Dalam kehidupan masyarakat Israel kuno, sampai zaman Kristus, keadaannya sangat berbeda dengan zaman kita. Masyarakat saat itu terbiasa untuk berbicara dengan fasih berdasarkan kemampuan mengingat akan suatu fakta/ kebenaran. Maka sistem pendidikan saat itu bertujuan mendidik para murid, agar mempunyai ingatan seperti seumpama sumur, yang tidak membiarkan setetes-pun dari ajaran gurunya menghilang ke luar. Maka ini dilihat dari seni menghafal dan menyusun suatu komposisi teks. Ada ritme ataupun pengulangan kata-kata tertentu, atau kemiripan bunyi, untuk membantu agar teks menjadi lebih mudah untuk diingat. Kita mengetahui bahwa ajaran sudah ada jauh sebelum dituliskan, seperti halnya nubuat-nubuat nabi Yeremia yang sudah diajarkan secara lisan tujuh puluh dua tahun lamanya sebelum ajaran itu dituliskan dalam kitab. Demikian juga halnya dengan kitab-kitab nubuat lainnya, kitab Mazmur dan kitab Kidung Agung.

Namun demikian, bukan berarti bahwa di zaman itu, elemen tertulis tidak ada sama sekali. Kitab Suci sendiri secara tidak langsung menyebutkan adanya suatu kitab tertentu. Di kitab Yosua, disebutkan adanya “Kitab Orang Jujur” (Yos 10:13). Dewasa ini setelah penemuan-penemuan arkeologis dari Sinai ke Ras Shamra, diketahui adanya tulisan-tulisan Kitab Suci sejak abad ke-sepuluh dan keduabelas sebelum masehi. Sejak zaman Nabi Musa di Mesir, tulisan telah menjadi penggunaan umum di daerah sungai Nil selama lima belas abad. Namun demikian, elemen-elemen tulisan ini hanya menjadi alat bantu untuk mengingat, sebelum elemen-elemen tersebut dikompilasikan menjadi kitab-kitab seperti yang kita kenal sekarang.
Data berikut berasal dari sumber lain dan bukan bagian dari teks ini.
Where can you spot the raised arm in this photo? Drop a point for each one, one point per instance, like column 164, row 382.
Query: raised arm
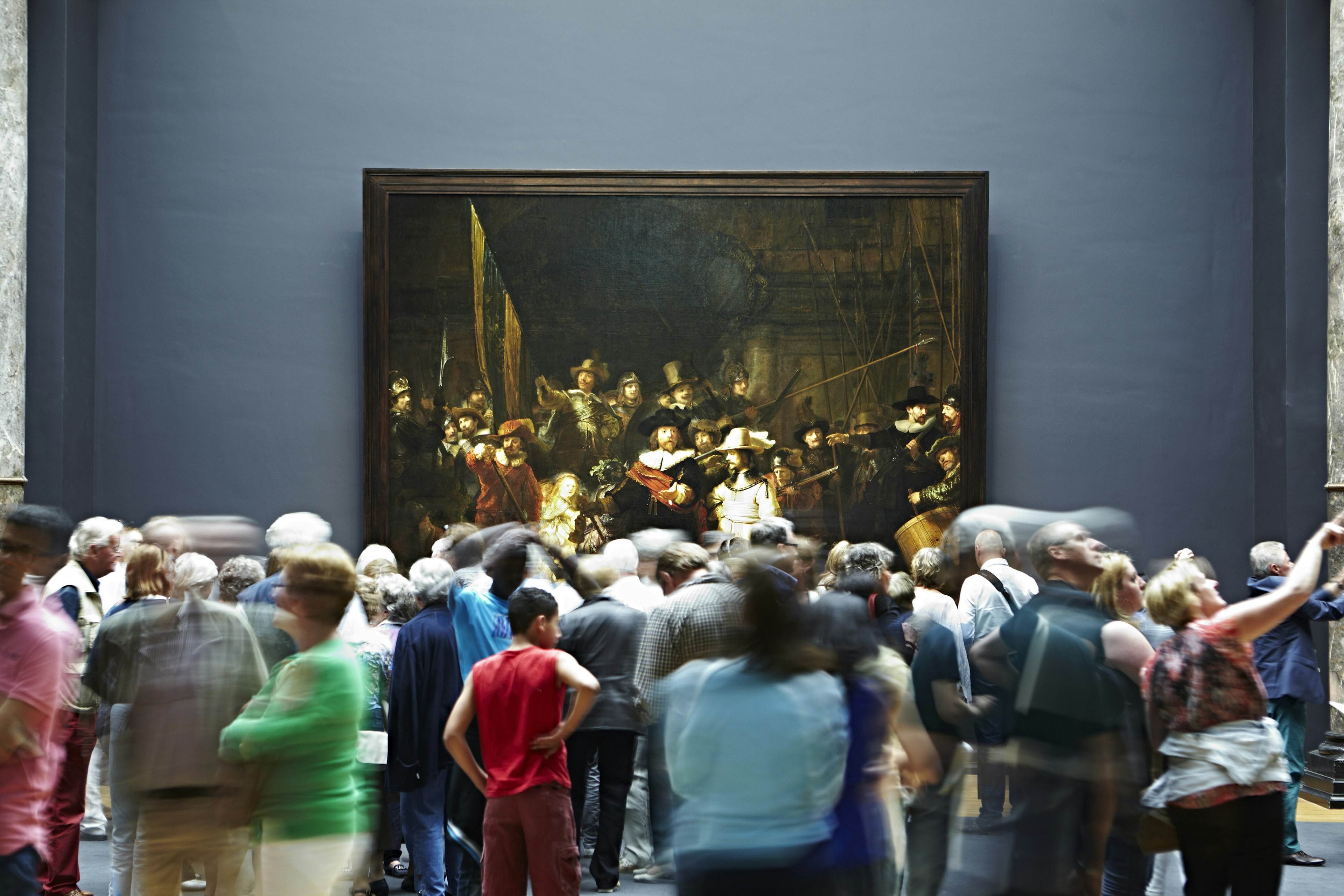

Proses yang sama terjadi pada kitab Perjanjian Baru, yaitu Injil, Kisah Para Rasul, Surat-surat Rasul dan Kitab Wahyu. Surat-surat Rasul Paulus didiktekan, dan di sini gaya lisan timbul. Juga, kitab-kitab Injil jelaslah merupakan ajaran lisan, sebelum dituliskan. Generasi pertama Gereja hidup dari ketergantungan terhadap ajaran lisan ini. Selama empat atau lima generasi Kristen mendengarkan Injil sebagai kisah yang diturunkan melalui perkataan lisan, oleh para saksi yang kredibel. Sekitar tahun 130, ketika keempat pengarang Injil telah menuliskan kitab-kitab mereka, St. Papias, Uskup Hierapolis di Phyrgia menegaskan bahwa bagaimanapun juga, ia lebih menghargai suara/ ajaran lisan dari para Rasul yang telah hidup dan berakar dalam Gereja.[2] Demikian pula, St. Irenaeus di Lyons, mengenang hari-hari ketika ia biasa mendengarkan St. Polycarpus, Uskup agung Smyrna, apapun yang didengarnya sendiri dari St. Yohanes Rasul. Namun demikian, demi kepentingan membimbing mereka yang meneruskan kitab Injil, dan keinginan untuk menghindari deviasi, kesalahan, distorsi, maka akhirnya Injil dituliskan.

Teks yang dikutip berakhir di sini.